Checklist: Weekly scale-and-cut routine
  • New ad sets left untouched 3 to 5 days to exit the learning phase before judging
  • Each week, ad sets compared to target ROAS
  • Winners scaled by raising budget 20 to 30 percent at a time
  • Clear losers below break-even paused once spend is statistically meaningful
  • Fresh creative rotated into fatiguing ad sets (rising CPM, falling CTR)
  • No edits made to a learning ad set on a bad afternoon
  • Every change logged with the metric it targeted and the result

Your Action Plan

  1. Confirm product-audience fit, then create your Business Account and Ad Account at business.snapchat.com with currency and time zone set correctly.
  2. Install the Snap Pixel via Google Tag Manager, add PAGE_VIEW, VIEW_CONTENT, ADD_CART, START_CHECKOUT, and PURCHASE events with price and currency, and verify with the Pixel Helper.
  3. Enable the Conversions API server-side with a shared event ID so pixel and CAPI deduplicate.
  4. Calculate your contribution margin and break-even ROAS, then set a target ROAS above it.
  5. Produce three to five distinct, native, hook-first 9:16 video concepts plus a product catalogue for Collection and Dynamic Ads.
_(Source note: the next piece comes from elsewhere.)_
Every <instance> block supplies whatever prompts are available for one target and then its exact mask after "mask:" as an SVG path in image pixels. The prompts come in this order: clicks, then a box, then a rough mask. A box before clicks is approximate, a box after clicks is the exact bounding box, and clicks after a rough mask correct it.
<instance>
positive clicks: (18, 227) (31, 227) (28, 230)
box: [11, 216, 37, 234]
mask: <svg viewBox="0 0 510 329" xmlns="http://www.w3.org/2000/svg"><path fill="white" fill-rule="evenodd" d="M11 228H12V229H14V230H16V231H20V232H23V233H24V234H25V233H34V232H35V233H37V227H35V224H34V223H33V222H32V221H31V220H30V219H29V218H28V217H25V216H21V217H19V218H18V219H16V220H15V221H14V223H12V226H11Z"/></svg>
  6. Build a Sales prospecting campaign with one broad ad set (auto-bid, optimise for Purchase) at a modest daily budget.
  7. Build a separate retargeting campaign with a 14-day, 7-day, and 3-day audience ladder using Dynamic Ads and an offer.
  8. Launch, then leave new ad sets untouched for 3 to 5 days to exit the learning phase.
  9. Run the weekly routine: compare to target ROAS, scale winners 20 to 30 percent, pause losers, rotate fatigued creative.
  10. Log every change and reconcile Snap-reported ROAS against a consistent blended ROAS each week so the account compounds learning.